Getting to know Tim Binsted, Portfolio Manager at NovaPort Capital

Tim is a Portfolio Manager at NovaPort Capital with responsibility for both the small and microcap strategies. Before joining the NovaPort team, Tim worked at Adam Smith Asset Management for three years as an analyst covering Australian small and microcap equities. Prior to this, Tim was a financial journalist with The Australian Financial Review reporting on a wide range of business, markets, and company affairs.

What inspired you to pursue a career in equities?

I’ve always had a very wide range of interests and there are a lot of things I could have been happy doing. Ultimately it was my family background that led me to the share market. My older brother Aaron is a fund manager, and my father Paul was a banker with a real passion for investing. From my teenage years I was involved in countless talks about stocks and markets around the dining table or at a local cafe. I was particularly interested in the changing fortunes of different industries, the business drivers, and why, in the eyes of the market, some companies were “good” and others “poor”.

What do you bring to the NovaPort Capital team?
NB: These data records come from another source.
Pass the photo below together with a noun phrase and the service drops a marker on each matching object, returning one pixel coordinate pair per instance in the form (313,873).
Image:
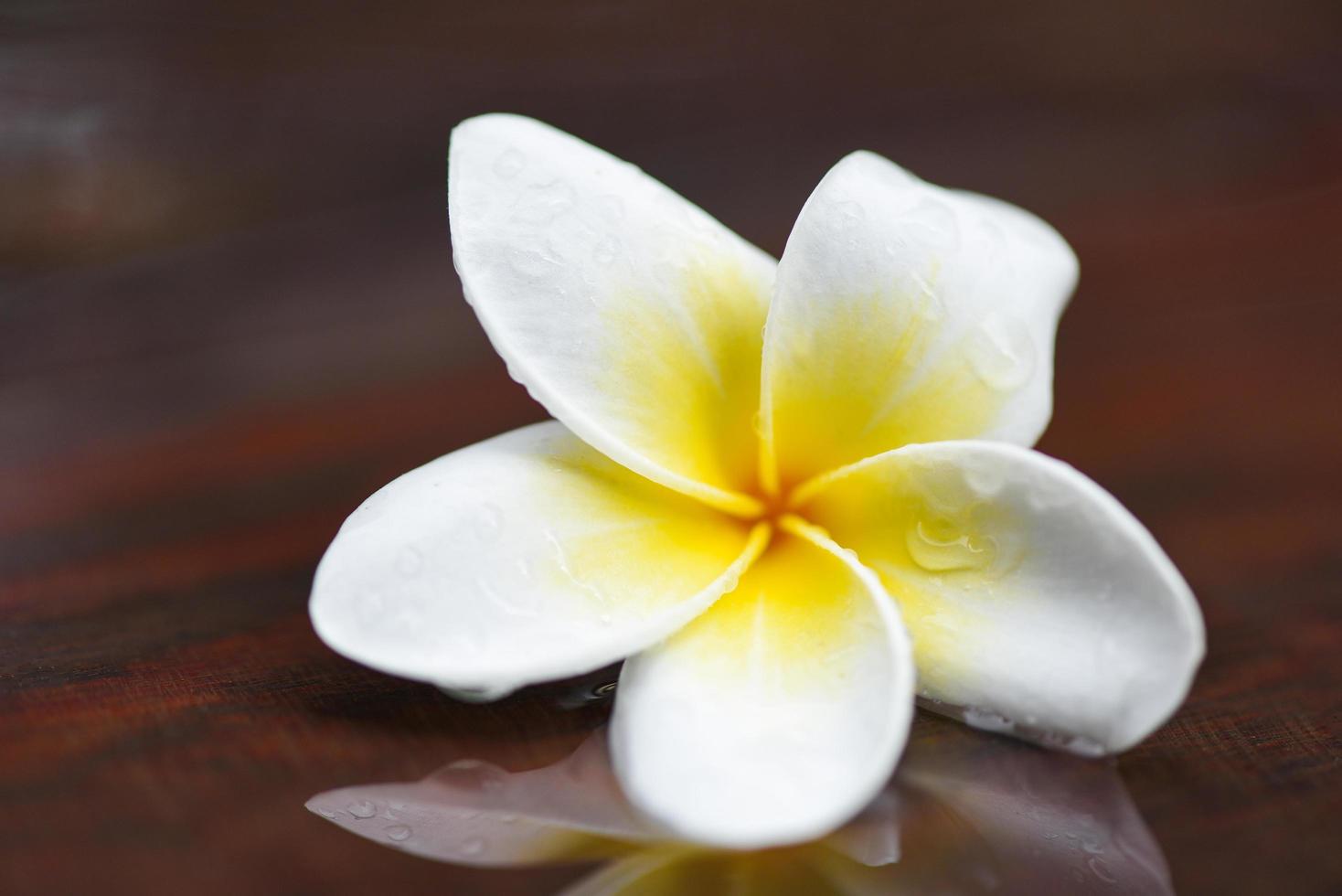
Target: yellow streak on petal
(932,536)
(688,375)
(792,624)
(630,545)
(869,379)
I have a slightly different background to most people working in Australian equity markets, having studied arts and worked as a journalist. History and reporting foster a few skills that I think are valuable in the markets. For example, ancient history requires you to piece together a conclusion based on incomplete, fragmented, and sometimes contradictory, evidence. That evidence must be weighed and condensed into a narrative. The narrative must be changed and updated if new information comes to light. Working in a newsroom you are compelled to respect deadlines (tomorrow’s paper doesn’t wait), find angles on newsworthy events, and focus on the key bits of information. Being able to discard information and focus on things that matter is pretty useful to a stock picker. From a personal point of view, I am naturally curious and enjoy learning, and I can be quite dispassionate, which is useful when admitting you got a stock wrong or in deciding whether a position should be added to or reduced.

Where do you see the best opportunities for investors, given the current market conditions?
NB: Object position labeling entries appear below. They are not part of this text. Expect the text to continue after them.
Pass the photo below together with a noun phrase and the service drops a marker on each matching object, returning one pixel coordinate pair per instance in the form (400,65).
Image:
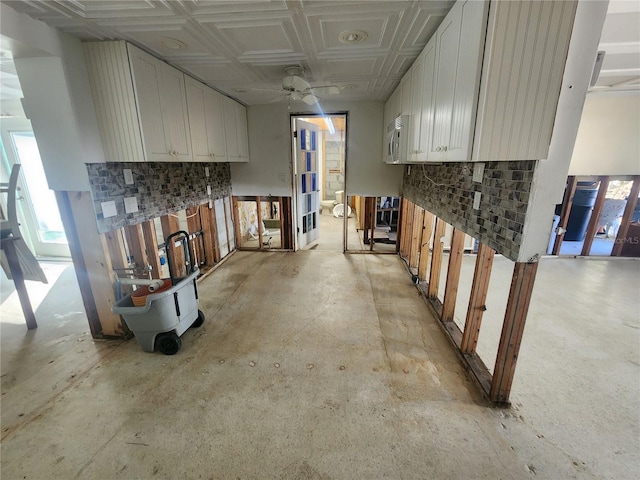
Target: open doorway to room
(319,167)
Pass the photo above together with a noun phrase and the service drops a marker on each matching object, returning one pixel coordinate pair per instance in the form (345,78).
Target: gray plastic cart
(166,315)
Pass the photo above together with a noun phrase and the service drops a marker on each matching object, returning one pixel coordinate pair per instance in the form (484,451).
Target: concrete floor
(317,365)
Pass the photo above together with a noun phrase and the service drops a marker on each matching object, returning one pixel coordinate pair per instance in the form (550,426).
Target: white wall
(58,101)
(608,141)
(270,151)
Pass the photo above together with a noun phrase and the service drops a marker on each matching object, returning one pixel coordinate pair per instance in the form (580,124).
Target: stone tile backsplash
(159,188)
(447,190)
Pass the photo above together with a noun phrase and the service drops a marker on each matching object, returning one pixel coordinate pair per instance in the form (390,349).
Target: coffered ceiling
(243,47)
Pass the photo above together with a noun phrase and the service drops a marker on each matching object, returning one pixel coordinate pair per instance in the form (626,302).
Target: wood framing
(137,248)
(208,234)
(595,216)
(567,202)
(477,298)
(92,264)
(436,259)
(416,236)
(632,201)
(453,275)
(427,232)
(522,282)
(151,248)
Over the last 18 months or so small cap stocks have significantly underperformed the broader market both here and in the US. Low trading volumes suggest that conviction is low, and that money has been reallocated up the market cap curve to bigger, more liquid, names. This has created an opportunity with some quality small cap industrial businesses trading at attractive valuations. The valuation dispersion between the most expensive cohort of industrial stocks and the rest of the market always remains quite wide.

What do you think is the most underappreciated benefit of small and micro-cap companies and what is the most underappreciated risk of financial markets.

I think it is reasonably well-known that small and microcap companies are under-researched relative to larger stocks, but it is definitely underappreciated. The investment banks will always pay more attention to bigger companies given the imperatives of corporate relationships and potential brokerage. At the same time, there is less capital that can be put to work in smaller, less liquid, equities which means a lot of money out there chasing investment returns must look somewhere else. Markets are competitive (and no doubt small cap investing is competitive too) but it is easier to find hidden gems when fewer people are looking. At the risk of being a little controversial, I think the fixation on benchmarks are an underappreciated risk. Fund managers do need to be measured and to be accountable, but risk is clearly not well defined as your return relative to a market-cap weighted pool of stocks. The stimulus-fuelled COVID rally drove huge gains in loss-making tech companies, bitcoin, venture capital, and buy now pay later companies. Most people who bought into those rallies have lost a lot of money, yet benchmarks indiscriminately bought more of those things as they increased in price. Risk is not having a different outcome to a benchmark (although we are absolutely committed to beating it!). Risk is permanent loss of capital.

‘What are you currently reading/watching/listening to?

I listen to a lot of podcasts and I’m more of a reader than a TV person. I’m currently listening to The History of Rome (which delivers what the title suggests) and I like Bloomberg’s Odd Lots show (markets related) and Andrew Huberman’s Huberman Lab which covers a mix of exercise, health and science-related topics. On the book side I’ve just finished Iron Kingdom which is a history of Prussia and I’m currently mid-way through William Shirer’s Rise and Fall of the Third Reich.